From c7279c05680e0b443dda349af5b567d876a76ba2 Mon Sep 17 00:00:00 2001
From: Lukáš Nykrýn <lnykryn@redhat.com>
Date: Tue, 25 Oct 2011 10:28:34 +0000
Subject: Apply autochanger temp file security fix to examples files
---
diff --git a/bacula/examples/autochangers/chio-bacula b/bacula/examples/autochangers/chio-bacula
index d988b01..e12dc20 100644
--- a/bacula/examples/autochangers/chio-bacula
+++ b/bacula/examples/autochangers/chio-bacula
@@ -29,6 +29,19 @@
# The labels of the virtual barcode reader are located in the BARCODE_FILE
SIMULATE_BARCODE=true
BARCODE_FILE=/usr/local/etc/bacula-barcodes
+TMPDIR=/tmp
+
+make_temp_file()
+{
+ TMPFILE=`mktemp ${TMPDIR}/mtx$1.XXXXXXXXXX 2> /dev/null`
+ if test $? -ne 0 || test x${TMPFILE} = x; then
+ TMPFILE="${TMPDIR}/mtx$1.$$"
+ if test -f ${TMPFILE}; then
+ echo "ERROR: Temp file security problem on: ${TMPFILE}"
+ exit 1
+ fi
+ fi
+}
me=$(basename $0)
@@ -119,11 +132,12 @@ case ${COMMAND} in
loaded)
# echo "Request loaded"
- ${MTX} -f ${CHANGER} status -S > /tmp/mtx.$$
+ make_temp_file
+ ${MTX} -f ${CHANGER} status -S > ${TMPFILE}
rtn=$?
- cat /tmp/mtx.$$ | grep "^drive ${DRIVE}: <FULL>" | awk '{print $6+1}' | tr -d ">"
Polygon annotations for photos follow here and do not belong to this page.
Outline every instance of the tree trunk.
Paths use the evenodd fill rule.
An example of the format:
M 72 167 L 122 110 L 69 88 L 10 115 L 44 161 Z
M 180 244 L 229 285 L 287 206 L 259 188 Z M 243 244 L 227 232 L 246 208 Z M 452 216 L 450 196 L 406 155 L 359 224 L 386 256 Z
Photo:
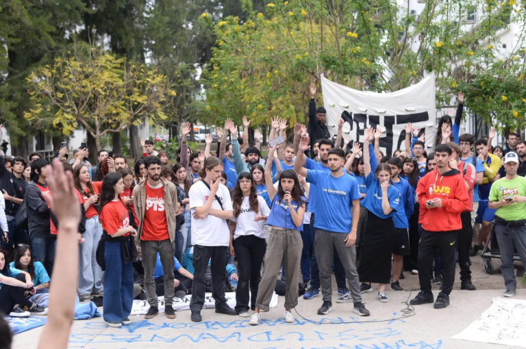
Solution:
M 123 153 L 121 146 L 121 133 L 113 133 L 112 135 L 112 150 L 114 154 L 121 154 Z
M 97 140 L 95 140 L 95 138 L 94 138 L 91 135 L 91 133 L 89 132 L 86 132 L 86 134 L 88 137 L 88 150 L 90 152 L 88 159 L 90 161 L 92 165 L 95 166 L 97 164 L 97 161 L 99 161 L 98 157 L 97 156 L 97 153 L 99 151 L 97 150 L 97 143 L 99 143 L 99 147 L 100 147 L 101 142 L 100 140 L 97 142 Z
M 139 139 L 139 129 L 134 125 L 129 125 L 129 156 L 134 159 L 142 157 L 139 149 L 140 140 Z
M 32 136 L 28 136 L 32 137 Z M 22 137 L 18 137 L 18 142 L 16 144 L 10 144 L 11 146 L 11 155 L 15 156 L 21 156 L 27 158 L 29 155 L 27 150 L 27 140 Z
- cat /tmp/mtx.$$ | grep "^drive ${DRIVE}: source: <>" | awk "{print 0}"
- rm -f /tmp/mtx.$$
+ cat ${TMPFILE} | grep "^drive ${DRIVE}: <FULL>" | awk '{print $6+1}' | tr -d ">"
+ cat ${TMPFILE} | grep "^drive ${DRIVE}: source: <>" | awk "{print 0}"
+ rm -f ${TMPFILE}
exit $rtn
;;
diff --git a/bacula/examples/autochangers/chio-changer.Sony-TSL-SA300C b/bacula/examples/autochangers/chio-changer.Sony-TSL-SA300C
index 758e416..6e3505a 100755
--- a/bacula/examples/autochangers/chio-changer.Sony-TSL-SA300C
+++ b/bacula/examples/autochangers/chio-changer.Sony-TSL-SA300C
@@ -34,6 +34,21 @@
SIMULATE_BARCODE=true
BARCODE_FILE=/usr/local/etc/bacula-barcodes
+TMPDIR=/tmp
+
+make_temp_file()
+{
+ TMPFILE=`mktemp ${TMPDIR}/mtx$1.XXXXXXXXXX 2> /dev/null`
+ if test $? -ne 0 || test x${TMPFILE} = x; then
+ TMPFILE="${TMPDIR}/mtx$1.$$"
+ if test -f ${TMPFILE}; then
+ echo "ERROR: Temp file security problem on: ${TMPFILE}"
+ exit 1
+ fi
+ fi
+}
+
+
me=$(basename $0)
fullpath_me=$0
@@ -129,14 +144,15 @@ case ${COMMAND} in
loaded)
# echo "Request loaded"
- ${MTX} -f ${CHANGER} status -S > /tmp/mtx.$$
+ make_temp_file
+ ${MTX} -f ${CHANGER} status -S > ${TMPFILE}
rtn=$?
- cat /tmp/mtx.$$ | grep "^slot .: <ACCESS>" | awk '{print $2+1}' | tr -d ":"
- drive=`cat /tmp/mtx.$$ | grep "^drive .: <ACCESS>"`
+ cat ${TMPFILE} | grep "^slot .: <ACCESS>" | awk '{print $2+1}' | tr -d ":"
+ drive=`cat ${TMPFILE}| grep "^drive .: <ACCESS>"`
if [ -n "$drive" ]; then
echo 0
fi
- rm -f /tmp/mtx.$$
+ rm -f ${TMPFILE}
exit $rtn
;;
diff --git a/bacula/examples/autochangers/locking-mtx-changer b/bacula/examples/autochangers/locking-mtx-changer
index c71169a..7884830 100644
--- a/bacula/examples/autochangers/locking-mtx-changer
+++ b/bacula/examples/autochangers/locking-mtx-changer
@@ -35,6 +35,21 @@
MTX=/lysator/bin/mtx
LOCKDIR=/tmp
+TMPDIR=/tmp
+
+make_temp_file()
+{
+ TMPFILE=`mktemp ${TMPDIR}/mtx$1.XXXXXXXXXX 2> /dev/null`
+ if test $? -ne 0 || test x${TMPFILE} = x; then
+ TMPFILE="${TMPDIR}/mtx$1.$$"
+ if test -f ${TMPFILE}; then
+ echo "ERROR: Temp file security problem on: ${TMPFILE}"
+ exit 1
+ fi
+ fi
+}
+
+
if test $# -lt 2 ; then
echo "usage: mtx-changer ctl-device command slot archive-device drive"
echo " Insufficient number of arguments arguments given."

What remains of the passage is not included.